This afternoon the Senate passed the healthcare Reconciliation bill. The Reconciliation bill is a package of amendments to the healthcare reform bill signed into law on Tuesday.
Included in the bill is a provision that applies certain market reforms to grandfathered plans (plans in effect prior to the Patient Protection and Affordable Care Act being signed into law on 3/23/10). SIIA's Government Relations Staff was able to have an amendment proposed to take out this provision, but unfortunately, this attempt was unsuccessful. The following reforms now apply to grandfathered plans (including self-insured):
- Prohibits plans from capping annual and lifetime limits
- Prohibition on exclusions based on preexisting conditions
- Prohibition on recessions
- Coverage of dependents up to age 26 (but only to those without their own access to an employer-sponsored plan)

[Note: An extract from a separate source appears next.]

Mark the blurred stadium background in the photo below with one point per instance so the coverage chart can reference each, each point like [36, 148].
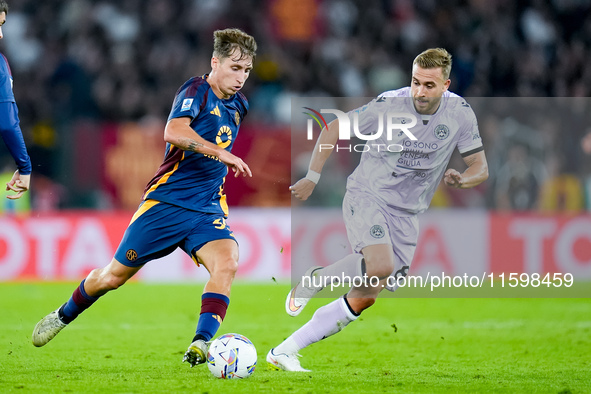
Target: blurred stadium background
[94, 81]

Other changes to the Patient Protection and Affordable Care Act made by the Reconciliation bill are as follows:
Changes to the employer mandate penalties:
For employers that do offer coverage, but have at least one employee receiving a low-income tax subsidy, to pay $3,000 per-employee receiving the subsidy.
Expand eligibility for tax subsidies:
Would allow employees with higher-incomes to receive tax subsidies
Changes to individual mandate penalties:
Decreases the flat dollar penalty, but increases the % of income penalty - individuals are required to pay the higher in the event of non-compliance.
Changes excise tax:
Would delay implementation of the excise tax and increase its thresholds
The healthcare Reconciliation bill will be considered one last time by the House tonight where it is expected to pass. The President will then sign it into law within the next few days.